Unlike other blockbuster mountain films like "Cliffhanger" (1993) and "Vertical Limit" (2000), the 10 films showing Seoul are more like documentaries with messages about mountains, extreme climbing and the overall environment.
"King Lines" was filmed in France, California, Venezuela, and Greece and captures the climbing of Chris Sharma, a professional mountain climber. The film shares the meaning of mountain climbing, through success and failure. The film was the winner of the Alpine Club of Canada Award for Best Film on Climbing at the festival last year.
"King Lines: Es Pontas" is the 13-minute edited version of the original "King Lines". The short film captures the struggles of mountain climber Chris Sharma while he mounts "Es Pontas", a 65-foot arch-shaped rock islet off the coast of Mallorca, Spain. Both films are directed and produced by Josh Lowell and Peter Mortimer of the United States.
"Entropy" is about "snow-kiting", an extreme sport that involves riding a snowboard attached to a paraglider over snow-covered mountains and hills. With its fast-paced images, the movie feels like a music video rather than a documentary film. Directed and produced by Morten Gjerstad of Norway, the film runs 11 minutes.

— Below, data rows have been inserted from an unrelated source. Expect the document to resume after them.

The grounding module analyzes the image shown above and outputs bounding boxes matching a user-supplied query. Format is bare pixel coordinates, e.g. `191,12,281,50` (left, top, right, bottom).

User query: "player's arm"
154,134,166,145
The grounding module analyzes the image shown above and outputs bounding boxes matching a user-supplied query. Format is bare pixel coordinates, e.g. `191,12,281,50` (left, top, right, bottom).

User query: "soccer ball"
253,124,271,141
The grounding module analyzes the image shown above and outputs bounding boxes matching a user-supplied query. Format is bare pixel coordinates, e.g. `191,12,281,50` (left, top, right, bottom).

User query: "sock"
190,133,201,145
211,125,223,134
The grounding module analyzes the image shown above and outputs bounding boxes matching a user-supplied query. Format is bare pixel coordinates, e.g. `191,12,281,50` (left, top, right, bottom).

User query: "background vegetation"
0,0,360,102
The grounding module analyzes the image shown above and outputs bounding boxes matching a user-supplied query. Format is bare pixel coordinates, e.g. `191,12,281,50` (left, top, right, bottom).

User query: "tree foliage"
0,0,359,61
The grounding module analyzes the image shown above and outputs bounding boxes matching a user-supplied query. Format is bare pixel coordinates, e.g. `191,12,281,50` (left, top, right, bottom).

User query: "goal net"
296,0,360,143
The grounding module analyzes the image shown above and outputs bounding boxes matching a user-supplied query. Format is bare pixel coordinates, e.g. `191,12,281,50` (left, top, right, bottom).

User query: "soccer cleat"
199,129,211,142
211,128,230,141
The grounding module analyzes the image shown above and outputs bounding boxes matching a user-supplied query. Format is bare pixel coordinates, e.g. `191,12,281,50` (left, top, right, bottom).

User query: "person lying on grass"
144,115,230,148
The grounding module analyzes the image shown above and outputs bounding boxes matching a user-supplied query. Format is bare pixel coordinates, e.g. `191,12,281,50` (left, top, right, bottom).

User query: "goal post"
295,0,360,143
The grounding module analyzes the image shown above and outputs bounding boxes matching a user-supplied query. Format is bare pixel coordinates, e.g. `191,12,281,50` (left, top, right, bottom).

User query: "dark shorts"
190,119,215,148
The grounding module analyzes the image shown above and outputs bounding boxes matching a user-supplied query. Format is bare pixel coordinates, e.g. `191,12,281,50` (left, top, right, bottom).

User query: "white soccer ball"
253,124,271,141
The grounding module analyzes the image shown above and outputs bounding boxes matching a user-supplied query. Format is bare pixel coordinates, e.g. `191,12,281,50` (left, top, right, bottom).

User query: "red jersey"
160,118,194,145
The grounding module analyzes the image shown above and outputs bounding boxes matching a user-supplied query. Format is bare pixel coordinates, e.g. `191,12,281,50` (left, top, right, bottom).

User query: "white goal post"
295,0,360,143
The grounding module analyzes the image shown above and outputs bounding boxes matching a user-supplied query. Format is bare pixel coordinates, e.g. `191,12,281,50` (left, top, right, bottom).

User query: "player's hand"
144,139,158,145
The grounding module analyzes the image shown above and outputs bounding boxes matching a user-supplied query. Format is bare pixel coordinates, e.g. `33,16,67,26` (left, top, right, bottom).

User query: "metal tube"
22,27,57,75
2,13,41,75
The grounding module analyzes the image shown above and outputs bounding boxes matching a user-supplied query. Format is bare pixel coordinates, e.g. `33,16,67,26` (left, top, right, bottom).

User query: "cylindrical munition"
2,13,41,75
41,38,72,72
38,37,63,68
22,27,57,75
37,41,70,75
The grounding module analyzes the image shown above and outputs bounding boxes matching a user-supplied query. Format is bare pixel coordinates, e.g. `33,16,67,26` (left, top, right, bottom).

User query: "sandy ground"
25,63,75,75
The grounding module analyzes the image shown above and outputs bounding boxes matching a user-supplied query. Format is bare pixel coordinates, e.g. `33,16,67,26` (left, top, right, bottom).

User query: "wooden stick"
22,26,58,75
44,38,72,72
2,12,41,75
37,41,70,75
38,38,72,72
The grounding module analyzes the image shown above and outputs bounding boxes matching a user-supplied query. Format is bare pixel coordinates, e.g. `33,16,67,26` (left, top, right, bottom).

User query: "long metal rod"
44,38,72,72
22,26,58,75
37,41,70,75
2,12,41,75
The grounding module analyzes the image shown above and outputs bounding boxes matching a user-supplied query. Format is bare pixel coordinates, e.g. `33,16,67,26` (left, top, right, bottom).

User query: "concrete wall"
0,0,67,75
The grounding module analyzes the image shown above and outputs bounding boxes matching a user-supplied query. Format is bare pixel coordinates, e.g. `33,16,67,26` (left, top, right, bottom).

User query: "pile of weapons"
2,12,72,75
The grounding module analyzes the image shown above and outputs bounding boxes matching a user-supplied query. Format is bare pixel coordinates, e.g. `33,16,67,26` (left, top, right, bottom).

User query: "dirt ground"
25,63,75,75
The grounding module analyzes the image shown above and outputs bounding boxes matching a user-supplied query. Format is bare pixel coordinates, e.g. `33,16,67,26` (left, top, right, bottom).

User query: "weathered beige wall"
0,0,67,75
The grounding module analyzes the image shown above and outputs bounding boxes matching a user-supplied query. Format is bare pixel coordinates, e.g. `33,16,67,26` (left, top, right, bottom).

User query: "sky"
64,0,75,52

"Trial and Error", an eight-minute-long film, carries an environmental message. Through the thrilling moves of mountain biker Ryan Leech along the coastal mountains of British Columbia, the film depicts the importance of preserving natural forests. Directed by Bjorn Enga from Canada, the film won the People's Choice Award for Radical Reels at the film festival last year.
"La Ventana" shows the dangerous yet breathtaking sights of Patagonia, the border region of Chile and Argentina. A Venezuelan expedition team faces the chilly peaks of Cerro Torre and Saint Exupery, one of the two most dangerous mountains in the region. Federico Pisani of Venezuela directed the 21-minute film.

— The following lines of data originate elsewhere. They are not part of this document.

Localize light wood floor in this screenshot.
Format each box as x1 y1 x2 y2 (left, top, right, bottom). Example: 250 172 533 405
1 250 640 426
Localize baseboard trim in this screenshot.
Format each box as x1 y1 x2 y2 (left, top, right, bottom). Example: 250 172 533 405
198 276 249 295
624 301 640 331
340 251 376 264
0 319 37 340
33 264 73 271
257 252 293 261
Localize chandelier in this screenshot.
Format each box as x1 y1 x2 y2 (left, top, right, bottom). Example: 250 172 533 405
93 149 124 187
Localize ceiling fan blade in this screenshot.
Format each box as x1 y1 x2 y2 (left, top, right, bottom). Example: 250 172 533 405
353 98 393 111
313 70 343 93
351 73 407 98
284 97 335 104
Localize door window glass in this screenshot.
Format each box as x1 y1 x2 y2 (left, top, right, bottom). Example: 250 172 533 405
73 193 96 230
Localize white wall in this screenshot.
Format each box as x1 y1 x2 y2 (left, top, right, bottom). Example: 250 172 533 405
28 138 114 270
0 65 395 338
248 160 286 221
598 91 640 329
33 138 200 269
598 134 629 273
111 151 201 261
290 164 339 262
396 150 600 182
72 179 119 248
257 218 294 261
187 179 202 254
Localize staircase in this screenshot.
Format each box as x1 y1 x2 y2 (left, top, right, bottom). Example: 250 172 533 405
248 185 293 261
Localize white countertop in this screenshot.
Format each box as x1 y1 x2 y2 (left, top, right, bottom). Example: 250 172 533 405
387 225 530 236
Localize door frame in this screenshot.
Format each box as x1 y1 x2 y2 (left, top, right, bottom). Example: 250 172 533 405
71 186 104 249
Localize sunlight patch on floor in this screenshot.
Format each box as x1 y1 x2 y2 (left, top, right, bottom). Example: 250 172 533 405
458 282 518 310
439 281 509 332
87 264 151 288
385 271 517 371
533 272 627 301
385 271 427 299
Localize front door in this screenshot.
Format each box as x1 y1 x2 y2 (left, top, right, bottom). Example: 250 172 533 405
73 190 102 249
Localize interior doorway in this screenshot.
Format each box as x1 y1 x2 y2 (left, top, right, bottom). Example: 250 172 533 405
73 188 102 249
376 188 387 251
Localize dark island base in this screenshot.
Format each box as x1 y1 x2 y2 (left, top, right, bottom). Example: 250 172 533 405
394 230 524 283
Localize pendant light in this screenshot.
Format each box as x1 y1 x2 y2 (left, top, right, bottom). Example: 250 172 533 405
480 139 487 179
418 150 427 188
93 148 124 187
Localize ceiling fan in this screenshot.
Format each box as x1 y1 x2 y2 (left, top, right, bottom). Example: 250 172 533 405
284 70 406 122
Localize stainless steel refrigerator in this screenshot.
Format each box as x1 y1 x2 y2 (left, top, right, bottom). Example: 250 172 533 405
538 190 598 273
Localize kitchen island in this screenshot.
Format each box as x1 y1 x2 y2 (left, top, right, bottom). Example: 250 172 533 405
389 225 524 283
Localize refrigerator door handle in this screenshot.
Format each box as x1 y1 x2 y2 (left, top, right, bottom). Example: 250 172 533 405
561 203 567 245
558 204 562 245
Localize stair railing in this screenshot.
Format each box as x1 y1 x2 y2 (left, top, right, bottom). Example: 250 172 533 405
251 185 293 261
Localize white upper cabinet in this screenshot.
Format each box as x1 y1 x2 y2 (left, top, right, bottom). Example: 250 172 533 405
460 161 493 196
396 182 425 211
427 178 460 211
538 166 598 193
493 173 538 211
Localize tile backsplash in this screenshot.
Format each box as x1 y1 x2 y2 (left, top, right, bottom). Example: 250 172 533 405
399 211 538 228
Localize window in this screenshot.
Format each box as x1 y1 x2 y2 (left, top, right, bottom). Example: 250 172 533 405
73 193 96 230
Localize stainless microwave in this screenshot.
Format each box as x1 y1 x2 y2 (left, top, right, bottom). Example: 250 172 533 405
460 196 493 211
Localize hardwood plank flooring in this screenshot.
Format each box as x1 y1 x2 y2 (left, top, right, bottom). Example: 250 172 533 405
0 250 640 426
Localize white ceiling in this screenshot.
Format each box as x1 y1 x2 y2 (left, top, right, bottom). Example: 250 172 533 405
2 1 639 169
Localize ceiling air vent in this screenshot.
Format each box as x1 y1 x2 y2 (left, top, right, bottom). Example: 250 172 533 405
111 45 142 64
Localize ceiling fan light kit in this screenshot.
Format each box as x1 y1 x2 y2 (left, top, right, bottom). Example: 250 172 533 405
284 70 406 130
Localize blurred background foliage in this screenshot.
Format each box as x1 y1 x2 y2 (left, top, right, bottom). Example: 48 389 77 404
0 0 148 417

"Badgered", which was chosen as the Best Film on Mountains' Environments, is a seven-minute animated film directed by Sharon Colman, from Britain. The only animation film at last year's festival, it shows a badger who wishes to live in peace, but is disturbed by a nuclear plant built right under its cave. The badger, curious of the strange environment below, wanders around and accidentally presses a red button.

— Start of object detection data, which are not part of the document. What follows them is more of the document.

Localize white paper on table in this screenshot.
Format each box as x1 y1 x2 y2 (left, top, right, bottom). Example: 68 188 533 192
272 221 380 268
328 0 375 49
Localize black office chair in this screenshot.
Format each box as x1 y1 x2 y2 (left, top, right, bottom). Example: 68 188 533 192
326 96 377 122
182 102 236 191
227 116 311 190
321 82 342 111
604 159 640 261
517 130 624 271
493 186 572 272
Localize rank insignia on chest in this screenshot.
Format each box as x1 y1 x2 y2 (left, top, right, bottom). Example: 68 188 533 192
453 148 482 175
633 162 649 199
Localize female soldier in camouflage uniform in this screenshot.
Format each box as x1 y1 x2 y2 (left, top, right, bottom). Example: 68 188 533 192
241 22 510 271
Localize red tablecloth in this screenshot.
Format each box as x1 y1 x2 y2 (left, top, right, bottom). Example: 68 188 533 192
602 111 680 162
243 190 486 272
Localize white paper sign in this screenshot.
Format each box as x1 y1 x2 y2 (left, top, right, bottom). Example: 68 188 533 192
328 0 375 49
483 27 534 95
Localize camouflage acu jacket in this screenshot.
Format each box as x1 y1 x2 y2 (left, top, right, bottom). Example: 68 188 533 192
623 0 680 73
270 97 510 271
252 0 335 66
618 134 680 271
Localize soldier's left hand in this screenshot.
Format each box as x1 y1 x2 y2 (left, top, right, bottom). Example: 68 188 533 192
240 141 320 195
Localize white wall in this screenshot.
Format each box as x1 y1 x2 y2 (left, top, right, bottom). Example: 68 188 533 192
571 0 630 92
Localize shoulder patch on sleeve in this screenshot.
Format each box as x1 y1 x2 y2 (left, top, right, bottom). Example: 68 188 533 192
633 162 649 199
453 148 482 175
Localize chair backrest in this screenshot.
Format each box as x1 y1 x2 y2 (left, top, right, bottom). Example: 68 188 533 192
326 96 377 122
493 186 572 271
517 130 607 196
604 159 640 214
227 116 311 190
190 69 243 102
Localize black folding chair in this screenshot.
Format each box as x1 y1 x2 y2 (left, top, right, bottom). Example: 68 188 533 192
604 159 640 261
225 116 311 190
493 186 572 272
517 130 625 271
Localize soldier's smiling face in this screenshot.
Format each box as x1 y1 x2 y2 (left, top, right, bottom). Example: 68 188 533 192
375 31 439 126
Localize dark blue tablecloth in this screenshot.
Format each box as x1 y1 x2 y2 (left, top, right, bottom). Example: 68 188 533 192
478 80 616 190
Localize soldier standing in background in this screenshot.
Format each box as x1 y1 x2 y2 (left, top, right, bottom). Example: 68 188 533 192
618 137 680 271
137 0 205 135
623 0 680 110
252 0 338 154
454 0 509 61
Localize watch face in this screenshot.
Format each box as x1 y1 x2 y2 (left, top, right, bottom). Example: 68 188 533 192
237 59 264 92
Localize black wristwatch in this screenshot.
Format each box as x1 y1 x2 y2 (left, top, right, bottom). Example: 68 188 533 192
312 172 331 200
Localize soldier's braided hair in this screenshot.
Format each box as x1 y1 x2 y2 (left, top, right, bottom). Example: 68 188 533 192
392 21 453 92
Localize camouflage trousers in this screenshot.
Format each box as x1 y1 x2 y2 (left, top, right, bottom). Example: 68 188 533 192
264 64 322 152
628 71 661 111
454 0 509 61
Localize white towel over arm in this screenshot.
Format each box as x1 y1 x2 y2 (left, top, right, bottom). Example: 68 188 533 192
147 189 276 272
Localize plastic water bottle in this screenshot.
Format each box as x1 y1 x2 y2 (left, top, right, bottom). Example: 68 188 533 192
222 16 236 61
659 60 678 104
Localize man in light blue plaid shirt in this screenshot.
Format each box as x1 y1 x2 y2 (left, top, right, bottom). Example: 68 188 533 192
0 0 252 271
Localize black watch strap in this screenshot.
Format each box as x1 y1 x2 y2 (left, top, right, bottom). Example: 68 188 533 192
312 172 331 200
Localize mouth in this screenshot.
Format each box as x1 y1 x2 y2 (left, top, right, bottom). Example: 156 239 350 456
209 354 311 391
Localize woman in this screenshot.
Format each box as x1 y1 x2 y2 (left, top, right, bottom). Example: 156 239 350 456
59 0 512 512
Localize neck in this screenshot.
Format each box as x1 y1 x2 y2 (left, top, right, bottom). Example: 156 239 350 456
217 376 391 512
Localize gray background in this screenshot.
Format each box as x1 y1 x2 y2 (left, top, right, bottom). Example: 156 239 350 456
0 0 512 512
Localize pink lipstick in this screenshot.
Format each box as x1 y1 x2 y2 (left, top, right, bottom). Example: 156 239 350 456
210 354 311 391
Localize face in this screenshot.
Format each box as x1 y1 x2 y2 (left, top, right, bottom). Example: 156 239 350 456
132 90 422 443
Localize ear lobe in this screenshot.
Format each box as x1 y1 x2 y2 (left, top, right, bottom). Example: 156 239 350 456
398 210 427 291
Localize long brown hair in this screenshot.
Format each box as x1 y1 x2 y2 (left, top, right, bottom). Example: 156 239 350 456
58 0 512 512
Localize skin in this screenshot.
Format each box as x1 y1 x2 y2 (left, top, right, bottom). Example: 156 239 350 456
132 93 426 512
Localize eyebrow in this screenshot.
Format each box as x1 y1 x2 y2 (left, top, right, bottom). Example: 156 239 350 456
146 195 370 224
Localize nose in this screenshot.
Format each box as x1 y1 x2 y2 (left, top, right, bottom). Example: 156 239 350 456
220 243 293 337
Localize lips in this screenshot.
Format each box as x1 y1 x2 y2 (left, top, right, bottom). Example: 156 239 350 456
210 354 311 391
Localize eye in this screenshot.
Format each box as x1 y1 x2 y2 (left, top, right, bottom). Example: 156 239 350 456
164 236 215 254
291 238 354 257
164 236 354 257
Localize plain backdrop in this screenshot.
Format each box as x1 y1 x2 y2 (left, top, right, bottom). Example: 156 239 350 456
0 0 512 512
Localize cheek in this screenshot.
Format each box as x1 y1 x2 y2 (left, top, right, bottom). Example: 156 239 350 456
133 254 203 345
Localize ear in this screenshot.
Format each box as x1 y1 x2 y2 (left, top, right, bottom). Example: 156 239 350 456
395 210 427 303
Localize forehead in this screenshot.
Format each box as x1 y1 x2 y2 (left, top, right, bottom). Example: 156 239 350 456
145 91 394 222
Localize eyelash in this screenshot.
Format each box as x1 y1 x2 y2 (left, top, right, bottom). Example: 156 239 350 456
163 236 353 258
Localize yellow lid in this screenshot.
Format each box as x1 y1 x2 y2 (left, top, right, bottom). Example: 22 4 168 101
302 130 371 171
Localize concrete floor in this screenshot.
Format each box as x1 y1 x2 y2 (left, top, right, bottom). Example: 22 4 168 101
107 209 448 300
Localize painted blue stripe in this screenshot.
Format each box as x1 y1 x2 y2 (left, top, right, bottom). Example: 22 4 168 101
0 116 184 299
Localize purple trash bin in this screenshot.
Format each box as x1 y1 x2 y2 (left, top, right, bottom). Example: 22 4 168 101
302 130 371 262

"Balance" is a film for ski-lovers. Directed and produced by English director Paul Cotton, it offers viewers the excitement and thrills of extreme skiing for 11 minutes against the backdrop of the Canadian Rockies.
"The Endless Knot" depicts friendship, love and guilt. While climbing the Himalayas, best friends Alex and Conrad are caught in a snowstorm. Alex is killed but Conrad survives. Full of survivor guilt, Conrad decides to build a safety facility for Sherpas with Alex's wife. Running 52 minutes, the film is directed by American director Michael Brown.
Experience the world of kayaking with "In Flux". Directed by David Arnoud, from France, this 17-minute film shows viewers the exciting experience of kayaking along the streams and canyons of Italy, Canada, and Norway.
"Aerialist" shows the BASE (Building, Antenna, Span and Earth) jumping of Dean Potter, an American free climber and BASE jumper. Potter climbs cliffs and mountains and jumps off without giving viewers time catch their breath. Directed by Brad Lynch and Jim Hurst from the United States, the film runs 17 minutes.